After reading Keena Robert's memoir, I am going to assume the front cover photo is photoshopped, since one learns from the book that the hippopotamus is the most dangerous creature in all of Africa. Personally, I learned lots and lots of stuff about life in Africa that I did not know. Ms. Roberts fascinates the reader with all that she experienced as a child living in Botswana, part of the year, with her little sister and parents who were both primatologists. All that she had to do to be a part of a primate studying camp, all that she had to do to not be injured or killed by a wild animal.
While reading her story, I amusingly often thought that any helicopter parent who read the memoir would probably see it as a sick type of science fiction. Seriously, the things Keena Roberts and her sister Lucy were expected to learn and carry out would probably give a helicopter parent convulsions. Basically, the girls were treated like small adults from a very young age. On one hand, it showed how capable children are of doing difficult and dangerous tasks, when it is expected of them by their parents. On the other hand, one had to question the judgment of Ms. Robert's parents at times, had to question if they were lacking in some common parental protectiveness.

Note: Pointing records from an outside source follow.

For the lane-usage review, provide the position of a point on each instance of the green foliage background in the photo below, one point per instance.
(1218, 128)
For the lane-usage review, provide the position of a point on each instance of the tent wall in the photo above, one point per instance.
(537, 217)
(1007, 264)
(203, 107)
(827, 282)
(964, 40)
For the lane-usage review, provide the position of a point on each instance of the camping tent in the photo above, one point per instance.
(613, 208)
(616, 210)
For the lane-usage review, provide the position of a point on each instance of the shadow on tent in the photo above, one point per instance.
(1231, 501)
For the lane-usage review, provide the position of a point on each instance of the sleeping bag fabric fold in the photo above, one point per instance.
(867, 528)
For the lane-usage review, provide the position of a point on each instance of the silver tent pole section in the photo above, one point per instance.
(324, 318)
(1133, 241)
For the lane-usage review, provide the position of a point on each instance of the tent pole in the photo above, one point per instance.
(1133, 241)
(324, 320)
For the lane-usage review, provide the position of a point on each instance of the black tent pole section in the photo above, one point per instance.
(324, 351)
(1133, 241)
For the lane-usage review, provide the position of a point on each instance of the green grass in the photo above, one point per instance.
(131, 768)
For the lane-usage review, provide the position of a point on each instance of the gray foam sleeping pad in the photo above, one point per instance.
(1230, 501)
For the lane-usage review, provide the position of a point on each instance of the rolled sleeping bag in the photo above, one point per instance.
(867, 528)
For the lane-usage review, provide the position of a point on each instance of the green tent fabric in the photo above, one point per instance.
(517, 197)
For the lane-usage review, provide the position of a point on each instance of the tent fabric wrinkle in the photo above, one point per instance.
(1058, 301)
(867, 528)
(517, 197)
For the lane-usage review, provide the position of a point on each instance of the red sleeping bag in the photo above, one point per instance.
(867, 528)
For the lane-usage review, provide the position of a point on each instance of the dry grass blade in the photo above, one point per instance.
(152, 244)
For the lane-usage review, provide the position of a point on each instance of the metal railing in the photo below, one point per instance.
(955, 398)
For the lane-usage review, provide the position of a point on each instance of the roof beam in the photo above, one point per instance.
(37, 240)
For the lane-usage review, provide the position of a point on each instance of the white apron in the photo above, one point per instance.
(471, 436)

Both her parents were scientific types, who apparently did not talk about feelings much, and were not physically demonstrative. Even back in the United States, during the school years when the girls were in a private Philadelphia school, her parents seemed strangely uninvolved in her life at times. For example, the author was harassed by boys on the phone for a long time, and her parents knew about it, but did nothing to stop it; even though they easily could have, since the calls were being made to the family's landline! Her mother sympathized with her about the calls, but apparently felt that was life and you just had to accept such things. Also, back in Botswana, she was allowed to drink beer and hard liquor even before entering high school.
Don't get the wrong impression here, though, this memoir is thankfully not a parent bashing one, or even one that spends much time reflecting on family dynamics. (Amazing since the author majored in psychology at Harvard.) It's more of an adventure story, plus a look at what it is like to be considered really odd by many kids at school, because you were different, due to having a totally different life part of the year in Africa. Kids said really mean things to Ms. Roberts even in her senior year, after years of her trying to fit in with everyone else, trying to be somewhat invisible. It was a shame all the wildness of Africa, all the courage she had to have to live and survive there, didn't make her a bit more like a hippopotamus when she was in school in Philadelphia. She could have ripped the heads off of those mean kids! :)
(Note: I received a free ARC of this book from Amazon Vine.)